Leetcode #2003: Smallest Missing Genetic Value in Each Subtree
In this guide, we solve Leetcode #2003 Smallest Missing Genetic Value in Each Subtree in Python and focus on the core idea that makes the solution efficient.
You will see the intuition, the step-by-step method, and a clean Python implementation you can use in interviews.
Problem Statement
There is a family tree rooted at 0 consisting of n nodes numbered 0 to n - 1. You are given a 0-indexed integer array parents, where parents[i] is the parent for node i.
Quick Facts
- Difficulty: Hard
- Premium: No
- Tags: Tree, Depth-First Search, Union Find, Dynamic Programming
Intuition
The problem breaks into overlapping subproblems, so caching results prevents exponential repetition.
A carefully chosen DP state captures exactly what we need to build the final answer.
Approach
Define the DP state and recurrence, then compute states in the correct order.

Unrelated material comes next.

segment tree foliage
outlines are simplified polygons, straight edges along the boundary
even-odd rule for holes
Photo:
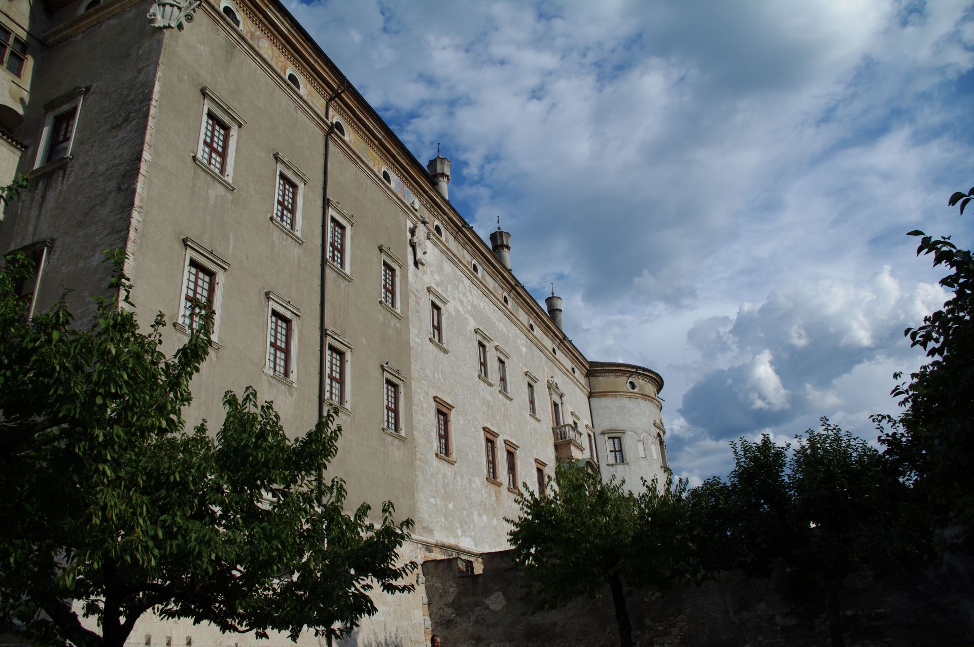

Optionally compress space once the recurrence is clear.
Steps:
- Choose a DP state definition.
- Write the recurrence and base cases.
- Compute states in the correct order.
Example
Input: parents = [-1,0,0,2], nums = [1,2,3,4]
Output: [5,1,1,1]
Explanation: The answer for each subtree is calculated as follows:
- 0: The subtree contains nodes [0,1,2,3] with values [1,2,3,4]. 5 is the smallest missing value.
- 1: The subtree contains only node 1 with value 2. 1 is the smallest missing value.
- 2: The subtree contains nodes [2,3] with values [3,4]. 1 is the smallest missing value.
- 3: The subtree contains only node 3 with value 4. 1 is the smallest missing value.
Python Solution
class Solution:
def smallestMissingValueSubtree(
self, parents: List[int], nums: List[int]
) -> List[int]:
def dfs(i: int):
if vis[i]:
return
vis[i] = True
if nums[i] < len(has):
has[nums[i]] = True
for j in g[i]:
dfs(j)
n = len(nums)
ans = [1] * n
g = [[] for _ in range(n)]
idx = -1
for i, p in enumerate(parents):
if i:
g[p].append(i)
if nums[i] == 1:
idx = i
if idx == -1:
return ans
vis = [False] * n
has = [False] * (n + 2)
i = 2
while idx != -1:
dfs(idx)
while has[i]:
i += 1
ans[idx] = i
idx = parents[idx]
return ans
Complexity
The time complexity is , and the space complexity is . The space complexity is .
Edge Cases and Pitfalls
Watch for boundary values, empty inputs, and duplicate values where applicable. If the problem involves ordering or constraints, confirm the invariant is preserved at every step.
Summary
This Python solution focuses on the essential structure of the problem and keeps the implementation interview-friendly while meeting the constraints.